Setting the regeneration is tricky, but I knew that would be the case and having both "Coarse" and "Fine" controls is excellent. You just have to get used to working both the tuning dials and the regen dials simultaneously as you tune through the bands.
On both 80 and 40, I heard plenty of CW, including both fast, experienced operators and much slower people who are sending more in my range (17 to 20wpm). I'm at the 18-character level in the Koch method, so can only partially copy these QSOs because of the gaps in my alphabet. This is providing strong motivation to assimilate the remaining characters!
Perhaps the biggest surprise is that, at least during the daylight hours which is when I did the testing, single-signal reception is entirely possible. I was expecting selectivity to be a major issue with this set but, if I choose the right time of day and the right overall conditions, I think it is capable of being used in serious QSOs. We won't find out for sure until I've built my transmitter and completed the Morse leaning process.
More general observations:
My strongest reaction after going through this intense homebrew experience is that it was an immense amount of work. That's also what made it immense *fun*: this is a hobby you can really sink your teeth into. This was coupled by amazement that, a half century ago, boys, girls, teenagers, adults, actually had the time and the motivation to build this equipment. When you see how over-scheduled many middle-class American kids are, with school and after-school activities, plus the much larger number of (electronic and other) distractions available, it is hard to imagine any but the most obsessive aspiring ham doing something like this nowadays.
Doing this project in the 21st century was a challenge. Finding the parts took nearly a year; the total cost was about $150 perhaps (I did not keep precise track). In real terms, that is actually a lot less than the $50 that the ARRL estimated for this project 45 years ago. Once I had amassed the parts and obtained a whole bunch of tools, the building phase took just over one week which was about 70 hours of my time: apart from my "day job" I did essentially nothing other than eat, build, and sleep. I was being extremely carefuly, because some of the parts in this project are virtually unobtainium nowadays and I didn't want to break them. Also, after about 40 years away from radio, I had to relearn a lot of building skills almost from scratch.

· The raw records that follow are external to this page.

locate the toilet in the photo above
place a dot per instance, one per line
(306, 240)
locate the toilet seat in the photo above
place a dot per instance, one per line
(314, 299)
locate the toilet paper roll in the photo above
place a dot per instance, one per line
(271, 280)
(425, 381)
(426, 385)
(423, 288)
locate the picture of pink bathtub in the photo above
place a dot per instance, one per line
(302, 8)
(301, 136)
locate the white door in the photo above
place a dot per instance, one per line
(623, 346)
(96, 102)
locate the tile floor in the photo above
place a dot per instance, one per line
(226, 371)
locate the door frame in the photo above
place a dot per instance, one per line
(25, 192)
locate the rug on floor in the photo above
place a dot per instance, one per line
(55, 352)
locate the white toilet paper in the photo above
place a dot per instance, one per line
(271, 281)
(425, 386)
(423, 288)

Perhaps the biggest challenge was soldering. In this kind of point-to-point wiring you often have several components leads and wires being soldered to a single terminal lug. It is very hard to get the temperature high enough to make a good joint, without also ruining the components. Also, if I am not mistaken, modern solder doesn't seem to flow as easily or get hot as fast as the old stuff (note: I am *not* using lead-free solder). I'm using a Weller soldering station set to a very hot 850F, with a relatively wide screwdriver tip, but even then it seemed to take a surprising amount of time to get the joint hot enough for the solder to flow in that shiny, bubbly way that indicates a good connection. I did ruin several low-value components (mainly resistors) in the process of building this radio but fortunately I had spares. It did get quite a lot easier as the project progressed so I think I am gaining experience in this essential skill.
As it says in the ARRL book: "The construction details that follow are not the detailed, step-by-step, take-me-by-the-hand instructions you would get if you were building a commercial kit. Kits are fine, but after building one, schematically you might not be able to tell a resistor from a capacitor. But the main reason for building your own is to learn something about radio, and in order to construct this receiver your will need to learn to read circuit diagrams."
I hope this is only the beginning of a homebrew odyssey, taking me through building a simple transmitter and antenna to make my first QSOs and going on to build a more elaborate station and making more of my own design decisions rather than slavishly following the ARRL blueprints. I strongly recommend it to anyone who hasn't tried building their own stuff. It doesn't matter what you build or what technology/era you target, it's the building that counts!